Una vez dentro y a solas, me puse a bailar. Bajo el temor de estar haciendo una frivolidad, pensé que ese espacio era una especie de sala experimental. Que se trataba de un espacio en blanco para “dejarse ir” de la misma y exacta manera que las películas y los libros woke que suelo leer nos dejan pensar. Un salón para sentirse libre dentro de unos límites más que evidentes: las paredes blancas, el sonido ocupando todo el espacio acústico y un aire limitado para un rato. Además de la barrera invisible que supone el hecho de que, en cualquier momento, venga alguien y te vea haciendo el imbécil en un espacio que no estás del todo segura que sirva para esto. Un espacio que podría ser una cárcel blanca pero también el perfecto instante para desconectar un momento genuino y hacer lo que te “salga de dentro”: ya sea bailar, cantar, hablar, llorar o mirar el techo.

"Siempre hay un límite en nuestra libertad: no podemos gritar para que no nos oigan los vecinos, no podemos saltar para no molestar a los de abajo y, por supuesto, no podemos bailar en medio de la calle"

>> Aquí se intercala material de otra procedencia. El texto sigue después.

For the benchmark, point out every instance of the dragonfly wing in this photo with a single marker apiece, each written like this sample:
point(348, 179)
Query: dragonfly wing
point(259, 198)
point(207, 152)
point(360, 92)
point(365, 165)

Hay pocos sitios dónde socialmente podamos hacer “lo que nos salga de dentro”. Es cierto que pasamos la mayor parte del tiempo en espacios privados, pero siempre hay un límite en nuestra libertad: no podemos gritar para que no nos oigan los vecinos, no podemos saltar para no molestar a los de abajo y, por supuesto, no podemos bailar en medio de la calle, como mínimo no sin captar miradas extrañadas de otros transeúntes. Y es una lástima, porque todos necesitamos hacer estas cosas en un espacio “neutral”. Un espacio en blanco como el que describe Marina Garcés, pero palpable. Un espacio físico en blanco. Un lugar donde poder hacer, por un momento, aquello que sintamos que necesitamos hacer. Un espacio donde hacer un piti mental para desconectar de nuestra rutina. No como una pausa, porque las pausas no dejan de estar inscritas en el mismo juego que jugábamos antes de la pausa y al que volveremos después. No, un espacio en blanco donde escapar. Un refugio donde bailar en un momento de estrés o pasar un ataque de ansiedad de forma tranquila. Un lugar donde poder quedarse unos minutos sin hacer nada, fuera de la mirada del entorno.

Hay momentos en la vida donde necesitamos desaparecer, pero solo durante un rato. Y un espacio en blanco puede ayudar a dejarnos ir en la medida necesaria. Una especie de refugio seguro e impersonal, donde quizás no volvamos nunca o que no reconozcamos como propio, pero que, sin embargo, se nos presente como agradable. Un espacio cómodo donde sentirnos acogidas un instante. Una sala de museo donde bailar un poco antes de volver al grupo.